PISA – L’ex convento di Santa Croce in Fossabanda, secondo la delibera di Giunta del 17 marzo 2015, doveva diventare punto di ristoro e residenza per circa 90 studenti.

La lunga mobilitazione del sindacato studentesco, sostenuta da tutta la sinistra pisana, sembrava aver trovato una soluzione con un accordo tra Comune, Università e DSU Toscana. Università e DSU, peraltro, hanno già sottoscritto il protocollo operativo per tornare a usare l’immobile. Cosa è successo in Comune? Dopo gli annunci a tamburo battente si sono accumulati una serie assurda di ritardi che contraddice il protocollo inter-istituzionale con cui Università e DSU hanno deciso di investire risorse importanti per i prossimi anni in relazione ad una chiara destinazione d’uso per l’ex convento, ossia quella di residenza per studenti borsisti. I ritardi sono culminati nella riunione della Conferenza Università-Territorio di 6 ottobre, in cui l’amministrazione comunale non è stata capace di esprimere una valutazione dei danni subiti dalla struttura a causa delle recenti piogge: dal 24 agosto, la struttura è divenuta una piscina.
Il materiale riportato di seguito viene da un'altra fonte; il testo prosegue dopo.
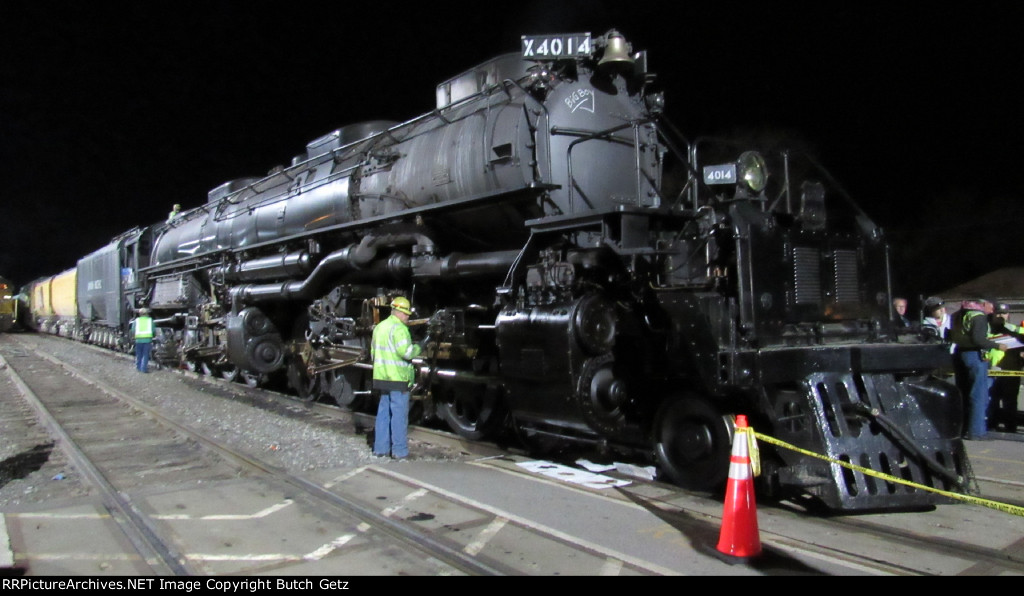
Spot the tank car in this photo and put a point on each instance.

Alla tragedia si accompagna la farsa: già dal 16 settembre l’amministrazione era a conoscenza dell’entità dei danni a Santa Croce in Fossabanda, ben 266mila euro che si aggiungono ai costi che dovrà sostenere il DSU Toscana. Una stima che, peraltro, il DSU aveva chiesto da tempo, senza ottenere risposta alcuna da Palazzo Gambacorti: alla farsa, dunque, si aggiunge il silenzio colposo. Per mesi non è stato fatto alcun intervento per limitare i danni, eppure la delibera di concessione del Convento al DSU è dello scorso marzo. Perché finora non si è dato seguito alla delibera? Perché nel convento lo scorso agosto non c’era già il DSU? Se ci fosse stato, certo ci sarebbero stati dei danni, ma non quelli che si paventano oggi agli impianti.

L’inadempienza rispetto all’accordo inter-istituzionale e la negligenza del Comune ha di fatto peggiorato le condizioni dello stabile, per cui la città ora invece di un canone annuo si trova a dover pagare l’equivalente per la ristrutturazione. Forse questo è un danno erariale?